Matt Rhodes – 39 (40 in triathlon years)
Tell us a little bit about you:
I went to grad school at UCSB in the early nineties. Santa Barbara was such a beautiful town, I stayed for eleven years.
In 2001, I was diagnosed with Stage 4 Hogkins Lymphoma. The cancer had spread outside of my lymph system into my chest and abdomen. One of the many tumors was pressing against my spinal cord, causing paralysis and preventing me from walking. I was treated at the Cancer Center of Santa Barbara, a beneficiary of this race. With the amazing help of Dr. Thomas Woliver his team of fantastic doctors and nurses (you know who you are, Barb, Tammy, Chris, Cathy, etc.), I was given aggressive chemo and radiation treatments and was deemed cancer-free in mid-2002.

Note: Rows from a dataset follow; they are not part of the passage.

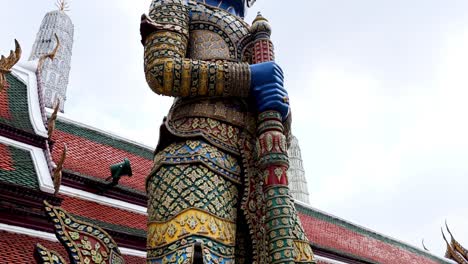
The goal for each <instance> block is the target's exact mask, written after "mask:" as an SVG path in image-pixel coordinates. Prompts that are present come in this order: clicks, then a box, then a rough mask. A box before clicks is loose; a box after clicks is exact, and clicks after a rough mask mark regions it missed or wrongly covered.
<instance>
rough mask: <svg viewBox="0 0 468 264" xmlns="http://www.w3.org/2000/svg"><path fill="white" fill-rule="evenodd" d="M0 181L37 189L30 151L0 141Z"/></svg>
mask: <svg viewBox="0 0 468 264" xmlns="http://www.w3.org/2000/svg"><path fill="white" fill-rule="evenodd" d="M0 182H1V183H3V184H11V185H17V186H21V187H26V188H31V189H36V190H39V181H38V178H37V172H36V168H35V165H34V163H33V160H32V159H31V153H30V152H29V151H27V150H24V149H20V148H17V147H14V146H10V145H6V144H4V143H1V142H0Z"/></svg>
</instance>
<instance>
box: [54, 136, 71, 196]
mask: <svg viewBox="0 0 468 264" xmlns="http://www.w3.org/2000/svg"><path fill="white" fill-rule="evenodd" d="M67 150H68V149H67V144H63V152H62V156H61V158H60V161H59V163H58V164H57V166H56V167H55V169H54V175H53V179H52V180H53V182H54V190H55V192H54V195H57V193H58V192H59V190H60V185H61V184H62V170H63V164H64V163H65V159H66V158H67Z"/></svg>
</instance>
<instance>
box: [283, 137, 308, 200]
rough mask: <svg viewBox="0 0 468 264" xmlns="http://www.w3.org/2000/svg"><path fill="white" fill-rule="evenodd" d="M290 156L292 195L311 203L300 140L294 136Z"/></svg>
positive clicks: (290, 169) (288, 153)
mask: <svg viewBox="0 0 468 264" xmlns="http://www.w3.org/2000/svg"><path fill="white" fill-rule="evenodd" d="M288 156H289V170H288V178H289V189H290V193H291V195H292V197H293V198H294V199H296V200H298V201H301V202H303V203H307V204H308V203H309V191H308V189H307V180H306V178H305V171H304V167H303V165H302V156H301V148H300V147H299V141H298V140H297V138H296V137H295V136H292V140H291V146H290V147H289V150H288Z"/></svg>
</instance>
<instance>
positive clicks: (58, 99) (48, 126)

After briefly moving to Colorado, I met my wife, Claire. We moved to the bay area and were married in 2005. Now living in Oakland, CA, I spend my time working (a software developer, I create 3D graphics and animation software), exercising (swimming, biking, and running, of course) with my wife and friends, and writing (my first novel – no promises on its readability).
My wife Claire, an avid (fast) runner who has completed several marathons, encouraged me to sign up for my first triathlon with her through Team In Training (TNT). Since then, we’ve become die-hard TNT supporters and frequent triathletes.
I’ve very fortunate to have an opportunity to exercise and compete in triathlons, especially when looking back eight years and seeing where my life was at the time. I’m very grateful to the great work done by the Cancer Center of Santa Barbara.
When did you complete your first triathlon (and if you’ve completed more than one, how many)?
My first tri was an Olympic distance in Maui in June, 2006. Since then, I’ve done over a dozen triathlons of different sizes, from the sprint of the Santa Barbara Tri (2006) to the long course at Santa Barbara (2007) and the Half Ironman at Wildflower (2008/2009).
This year, Claire and I will both be competing in the Long Course. Yes, she’ll probably beat me.
What inspires you to train/compete?
As a cancer survivor, I’m aware that I’m fortunate to be out there with other athletes.
What is your favorite thing about the sport?
I love the multi-sport aspect of triathlons. I love that my training involves different sports, and that I’m not stuck doing the same thing over and over.
What’s your least favorite thing?
Having to force myself to get into the pool/ocean to practice swimming. I’d much rather bike or run.
What is the best advice you ever received regarding the sport of triathlon?
Make the race about your pace. You’ll have a lot more fun.
Share your top three (or one, or ten) training tips:
- Do interval workouts at a track about once a week. Your average pace will increase naturally. The same advice applies to cycling (although I don’t do as much cycling intervals as I should).
- Keep a short stride when running. If you need to go faster, just increase your turnover, don’t increase your stride.
- Make sure you try different types of endurance drinks, gels, and bars during training. Find what your body can handle well before race day.
How do you stay motivated?
Did I mention that I’m married to Claire? It’s really great to be married to your exercise partner.
How has training for or participating in triathlon(s) affected other areas of your life?
I’m more aware of food as fuel, so I think about eating differently. I’m aware of when my next workout is, so I make sure that I’m eating the right things at the right time before I put my running shoes on or get on the bike.
After the workout… well, let’s not talk about that.
Any words of encouragement for novice or aspiring triathletes?
Find a workout schedule that you *want* to do – if you try to force yourself into exercise, you won’t do it.
On race day, push yourself (it’s great finding what you’re capable of), but don’t worry about passing or being passed. In the end, you’ll only remember you crossing the finish line.
And don’t feel like you need to start with big, long races. My favorite race is the sprint distance – so fun!
Do you have a post-triathlon indulgence?
There is nothing better than a nice shower and a margarita (rocks, salt) after a race.